Facts The Commissioner contends that Engineering is a manufacturer and seller of air
conditioning units and parts or accessories thereof and, therefore, it is subject to the 30%
advance sales tax prescribed by Section 185(m) of the Tax Code. Engineering claims that it
is not a manufacturer and setter of air-conditioning units and spare parts or accessories
thereof subject to tax under Section 185(m) of the Tax Code, but a contractor engaged in
the design, supply and installation of the central type of air-conditioning system subject to
the 3% tax imposed by Section 191 of the same Code, which is essentially a tax on the sale
of services or labor of a contractor rather than on the sale of articles subject to the tax
referred to in Sections 184, 185 and 186 of the Code.
Issue Whether Engineering made a manufacture and sell of air-conditioning units and liable to
the advance sales tax under Section 185(m).

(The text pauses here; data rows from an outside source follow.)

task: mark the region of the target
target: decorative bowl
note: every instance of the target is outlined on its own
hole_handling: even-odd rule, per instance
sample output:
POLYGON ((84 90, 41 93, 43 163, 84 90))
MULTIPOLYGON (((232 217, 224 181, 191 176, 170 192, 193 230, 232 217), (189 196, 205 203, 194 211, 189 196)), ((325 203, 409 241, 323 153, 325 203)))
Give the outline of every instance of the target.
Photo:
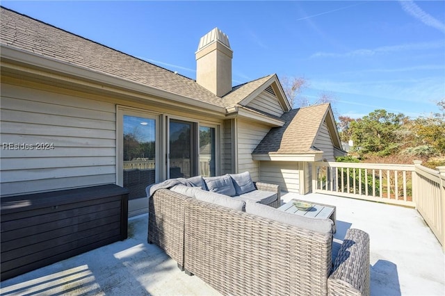
POLYGON ((307 211, 312 207, 312 204, 305 202, 293 202, 293 205, 300 211, 307 211))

Rulings NO. This Court ruled that pursuant to Art. 1467. A contract for the delivery at a certain
price of an article which the vendor in the ordinary course of his business manufactures or
procures for the general market, whether the same is on hand at the time or not, is a
contract of sale, but if the goods are to be manufactured specially for the customer and
upon his special order and not for the general market, it is a contract for a piece of work. In
this case, Engineering did not manufacture air conditioning units for sale to the general
public, but imported some which were used in executing contracts entered into by it. Thus,
it definitely did not and was not engaged in the manufacture of air conditioning units but
had its services contracted for the installation of a central system.